Pour répondre à cette ambition les approches classiques en économie conduisent à ramener un gain en santé (apprécié en gains d’espérance de vie pondérés éventuellement par la qualité) aux coûts qui sont engagés. L’analyse économique ne peut se satisfaire de ces seuls indicateurs cliniques, elle pose la question de l’effort que les individus, qu’une collectivité prise dans son ensemble, sont prêts à consentir pour obtenir ces gains. Cette interrogation amène nécessairement à poser la question, sous le « voile de l’ignorance », de leur valorisation économique. L’économiste est amené ainsi à poser la question d’un référentiel du seuil à partir duquel on considérera que telle solution n’est pas raisonnable au regard des ressources disponibles.

C’est l’ambition de la construction d’une valeur statistique de la vie humaine qui fasse référence, une valeur alors qualifiée de tutélaire ou encore de seuil.
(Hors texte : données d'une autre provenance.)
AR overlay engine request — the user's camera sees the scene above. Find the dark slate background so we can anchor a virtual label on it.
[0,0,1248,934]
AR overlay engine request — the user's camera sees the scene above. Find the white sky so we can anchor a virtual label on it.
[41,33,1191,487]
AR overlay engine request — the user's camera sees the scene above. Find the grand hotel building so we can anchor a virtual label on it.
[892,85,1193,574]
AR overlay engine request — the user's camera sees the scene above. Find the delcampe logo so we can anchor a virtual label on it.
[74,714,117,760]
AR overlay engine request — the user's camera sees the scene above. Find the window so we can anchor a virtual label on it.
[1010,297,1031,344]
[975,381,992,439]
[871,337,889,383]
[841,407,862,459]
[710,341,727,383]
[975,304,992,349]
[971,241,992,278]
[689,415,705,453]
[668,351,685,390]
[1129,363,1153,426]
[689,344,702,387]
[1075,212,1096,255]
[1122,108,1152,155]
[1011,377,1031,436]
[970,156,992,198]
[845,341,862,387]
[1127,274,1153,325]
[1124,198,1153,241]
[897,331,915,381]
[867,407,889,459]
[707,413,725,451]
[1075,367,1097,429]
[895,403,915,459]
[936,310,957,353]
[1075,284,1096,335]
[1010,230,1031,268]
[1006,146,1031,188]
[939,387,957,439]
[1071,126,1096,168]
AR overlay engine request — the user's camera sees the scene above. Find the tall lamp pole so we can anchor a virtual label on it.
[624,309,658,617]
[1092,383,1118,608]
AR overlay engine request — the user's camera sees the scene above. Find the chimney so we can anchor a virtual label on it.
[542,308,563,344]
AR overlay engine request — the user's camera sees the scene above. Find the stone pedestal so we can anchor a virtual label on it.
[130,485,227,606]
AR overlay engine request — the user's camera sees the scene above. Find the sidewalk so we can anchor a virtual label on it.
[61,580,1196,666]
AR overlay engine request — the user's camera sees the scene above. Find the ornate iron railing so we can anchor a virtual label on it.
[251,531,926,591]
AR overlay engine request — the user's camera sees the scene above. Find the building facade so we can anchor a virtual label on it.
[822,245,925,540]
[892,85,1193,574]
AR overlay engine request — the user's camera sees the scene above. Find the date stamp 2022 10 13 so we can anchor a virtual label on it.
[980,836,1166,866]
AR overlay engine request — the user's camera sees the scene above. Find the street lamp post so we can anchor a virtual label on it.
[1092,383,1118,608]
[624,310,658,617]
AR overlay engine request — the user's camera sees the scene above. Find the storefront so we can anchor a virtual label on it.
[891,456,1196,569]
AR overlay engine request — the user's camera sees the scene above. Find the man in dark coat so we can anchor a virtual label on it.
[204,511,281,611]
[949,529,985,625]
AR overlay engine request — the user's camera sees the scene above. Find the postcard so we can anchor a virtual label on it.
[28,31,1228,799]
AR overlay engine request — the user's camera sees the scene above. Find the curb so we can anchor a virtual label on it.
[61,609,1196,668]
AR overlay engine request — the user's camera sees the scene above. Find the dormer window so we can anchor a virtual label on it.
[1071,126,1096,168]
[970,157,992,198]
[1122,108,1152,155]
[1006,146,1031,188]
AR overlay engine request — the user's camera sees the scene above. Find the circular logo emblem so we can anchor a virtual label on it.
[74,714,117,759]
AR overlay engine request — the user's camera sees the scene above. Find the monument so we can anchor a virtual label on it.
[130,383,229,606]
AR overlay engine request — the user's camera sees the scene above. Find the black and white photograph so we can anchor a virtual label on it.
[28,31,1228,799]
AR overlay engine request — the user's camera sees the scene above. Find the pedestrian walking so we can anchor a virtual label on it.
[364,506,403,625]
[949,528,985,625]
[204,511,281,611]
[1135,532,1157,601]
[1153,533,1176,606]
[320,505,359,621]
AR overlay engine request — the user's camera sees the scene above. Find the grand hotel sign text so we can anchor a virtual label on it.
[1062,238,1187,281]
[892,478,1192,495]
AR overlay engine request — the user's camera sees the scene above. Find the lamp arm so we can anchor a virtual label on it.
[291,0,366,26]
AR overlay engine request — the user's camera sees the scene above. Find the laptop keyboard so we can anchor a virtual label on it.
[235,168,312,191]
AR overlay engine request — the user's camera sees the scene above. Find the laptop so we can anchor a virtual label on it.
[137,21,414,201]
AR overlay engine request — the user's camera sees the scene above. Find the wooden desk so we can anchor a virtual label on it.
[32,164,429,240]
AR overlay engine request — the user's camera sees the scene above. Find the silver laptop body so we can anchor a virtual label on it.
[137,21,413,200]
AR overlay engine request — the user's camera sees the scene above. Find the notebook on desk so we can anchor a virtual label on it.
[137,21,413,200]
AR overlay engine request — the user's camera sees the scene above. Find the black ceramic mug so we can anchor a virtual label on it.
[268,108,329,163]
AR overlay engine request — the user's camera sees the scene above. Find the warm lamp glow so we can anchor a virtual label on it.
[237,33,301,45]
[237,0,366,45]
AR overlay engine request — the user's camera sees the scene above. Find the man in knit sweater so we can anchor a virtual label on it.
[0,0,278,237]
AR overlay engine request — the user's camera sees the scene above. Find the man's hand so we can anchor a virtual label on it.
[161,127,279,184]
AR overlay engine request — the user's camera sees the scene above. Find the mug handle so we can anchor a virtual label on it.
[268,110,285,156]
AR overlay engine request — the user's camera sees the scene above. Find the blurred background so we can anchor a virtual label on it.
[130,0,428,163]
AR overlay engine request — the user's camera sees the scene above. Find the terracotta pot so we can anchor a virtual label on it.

Cette démarche qui vise à instaurer de la cohérence entre les différentes décisions, a beaucoup de mal à être comprise, elle est pourtant incontournable, et elle s’impose de fait de manière implicite dans les décisions prises. Il s’agit de définir l’effort supplémentaire que la collectivité est prête à consentir (ou quelle consent de fait dans ces décisions) pour diminuer un risque de mortalité. Cette démarche est mise en œuvre dans de nombreux secteur dans lesquelles les questions de sécurité se pose (Sécurité sanitaire, Sécurité civile, sécurité routière, sécurité alimentaire…). Cette approche fait l’objet de nombreuses critiques externes et internes, l’intervention proposée ici se concentre toutefois sur l’une d’entre elle : l’analyse du risque de mortalité reste insuffisante et peu adaptée pour traiter les cas, les plus nombreux, dans lesquels la question est moins celle d’une diminution du risque de mortalité, que celle de la diminution de l’espérance de vie et d’une éventuelle dégradation de la qualité de celle-ci.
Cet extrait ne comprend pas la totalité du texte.